Plan de financiación de vehículos: una guía sobre Quantum
La reciente confirmación por parte de la Autoridad de Conducta Financiera (FCA) de la creación de un Plan de Indemnización para los Consumidores de Financiación de Vehículos supone un avance significativo y complejo para las entidades crediticias y otras partes interesadas. Si bien hasta la fecha la atención se ha centrado principalmente en si procede la indemnización y a quién corresponde, es probable que la cuestión de su cuantía resulte igualmente complicada.
Queda por ver si dichas responsabilidades por indemnización darán lugar a la aplicación de la cobertura del seguro. Las cuestiones relativas a la cobertura y la acumulación dependerán, por supuesto, de las condiciones específicas de cada póliza y, en última instancia, serán los abogados quienes deban analizarlas en profundidad. Sin embargo, si las pólizas sí dan respuesta, será la evaluación del importe lo que determine la magnitud del riesgo financiero para las aseguradoras y sus asegurados.
El programa ofrece a las entidades de financiación de vehículos un mecanismo para indemnizar a los clientes que cumplan los requisitos para recibir una indemnización. El coste total para las empresas depende de dos factores: los costes de indemnización y los costes no relacionados con la indemnización. Los costes de indemnización dependen tanto del número de clientes con derecho a ella como del importe de la indemnización que se deba abonar, mientras que los costes no relacionados con la indemnización reflejan los gastos administrativos y operativos asociados a la aplicación del programa.
La FCA ha estimado una indemnización media de entre 700 y 850 libras esterlinas por cliente, con unos costes totales para las empresas de 9.100 millones de libras esterlinas —que incluyen 7.500 millones en pagos por indemnizaciones y 1.600 millones en costes no relacionados con las indemnizaciones—, lo que pone de relieve la magnitud que podría tener el impacto en el mercado de los seguros en caso de que estas responsabilidades tuvieran que ser cubiertas por el seguro.
Es probable que un grupo bastante reducido de bancos sea el que tenga que hacer frente a las mayores responsabilidades. Lloyds, FirstRand, Barclays y Close Brothers han constituido las provisiones más cuantiosas, y FirstRand Bank tiene previsto abandonar el sector de la financiación de vehículos en el Reino Unido, al considerar que el plan es «desproporcionado e injusto».
Cálculo de la indemnización y su cuantía
Se han establecido unas directrices de cálculo claras, que obligan a las empresas a reconstruir lo que el cliente pagó realmente en virtud de su contrato de financiación de vehículos y a compararlo con lo que habría pagado en un acuerdo justo. En la mayoría de los casos, la indemnización reflejará la desventaja económica estimada, más los intereses.
Es importante destacar que la metodología de la FCA exige que los cálculos se realicen de forma individualizada, teniendo en cuenta factores como los impagos, las comisiones adicionales y las moratorias de pago, en lugar de basarse en un análisis general. Esto aumenta considerablemente tanto la carga de trabajo como el riesgo de error.

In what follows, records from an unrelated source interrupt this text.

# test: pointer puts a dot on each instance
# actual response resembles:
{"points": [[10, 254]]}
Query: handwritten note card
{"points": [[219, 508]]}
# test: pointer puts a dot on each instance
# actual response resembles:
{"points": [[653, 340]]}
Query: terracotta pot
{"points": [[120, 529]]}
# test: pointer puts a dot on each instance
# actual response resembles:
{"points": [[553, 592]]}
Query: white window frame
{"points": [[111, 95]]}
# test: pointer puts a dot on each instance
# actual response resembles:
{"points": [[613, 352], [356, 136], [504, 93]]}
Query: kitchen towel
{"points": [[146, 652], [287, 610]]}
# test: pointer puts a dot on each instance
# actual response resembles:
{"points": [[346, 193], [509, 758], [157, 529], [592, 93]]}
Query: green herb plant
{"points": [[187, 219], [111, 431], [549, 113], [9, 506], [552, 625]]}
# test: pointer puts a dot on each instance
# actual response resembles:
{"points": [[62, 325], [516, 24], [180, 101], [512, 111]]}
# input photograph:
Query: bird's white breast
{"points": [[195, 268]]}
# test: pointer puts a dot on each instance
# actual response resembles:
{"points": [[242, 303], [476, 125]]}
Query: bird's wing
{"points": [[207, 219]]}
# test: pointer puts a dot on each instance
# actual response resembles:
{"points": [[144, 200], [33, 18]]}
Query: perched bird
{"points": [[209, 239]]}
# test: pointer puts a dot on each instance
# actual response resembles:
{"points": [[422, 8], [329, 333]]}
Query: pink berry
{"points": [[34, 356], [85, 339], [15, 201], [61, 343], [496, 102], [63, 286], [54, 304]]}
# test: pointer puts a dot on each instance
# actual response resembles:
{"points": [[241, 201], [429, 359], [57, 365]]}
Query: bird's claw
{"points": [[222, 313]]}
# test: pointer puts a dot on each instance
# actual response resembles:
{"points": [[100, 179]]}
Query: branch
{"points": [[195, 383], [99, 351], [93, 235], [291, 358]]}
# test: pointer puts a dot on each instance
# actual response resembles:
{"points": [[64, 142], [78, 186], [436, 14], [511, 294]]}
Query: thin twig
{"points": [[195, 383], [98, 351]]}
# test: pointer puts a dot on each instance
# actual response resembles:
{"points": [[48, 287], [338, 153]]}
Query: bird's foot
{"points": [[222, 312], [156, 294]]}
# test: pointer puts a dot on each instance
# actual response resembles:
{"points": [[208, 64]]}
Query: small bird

Existen tres metodologías principales para calcular la indemnización, en función de los contratos originales con los clientes:
- Reembolso de la comisión: devolución (total o parcial) del importe correspondiente a la comisión que se incluyó en el contrato de financiación.
- Ajuste de la TAE: recalcular el préstamo utilizando un tipo de interés «justo» y reembolsar la diferencia entre los pagos reales y los reconstruidos.
- Solución híbrida: un resultado mixto que suele reflejar la media de los dos enfoques anteriores.
En la práctica, las entidades crediticias deben determinar qué metodología se aplica a cada cliente y, a continuación, aplicarla de manera coherente en lo que pueden ser decenas de miles de casos.
Para las aseguradoras, las implicaciones son claras. En los casos en que las pólizas cubran los daños, se planteará un reto importante: determinar si la cuantía presentada es precisa, coherente y justificable. Sin un análisis independiente, existe el riesgo de que las provisiones sean inexactas o de que se paguen indemnizaciones excesivas.
ASL está perfectamente preparada para ofrecer apoyo en las siguientes áreas:
- Evaluación de los marcos de cálculo: comprobar si la metodología de indemnización del asegurado se ajusta a las expectativas de la FCA y se aplica correctamente.
- Validación de supuestos y datos de entrada: garantizar que las variables clave, como los tipos de interés y las estructuras de comisiones, sean correctas.
- Comprobación de resultados: realización de revisiones por muestreo y análisis de datos para detectar anomalías, incoherencias o errores sistemáticos en los cálculos realizados.
- Cuantificación de la exposición: facilitamos la constitución de reservas precisas mediante una evaluación independiente de las obligaciones de indemnización totales del asegurado.
En un programa de esta envergadura y complejidad, una supervisión rigurosa de Quantum será fundamental para la gestión de siniestros y para mantener la confianza en la constitución de reservas.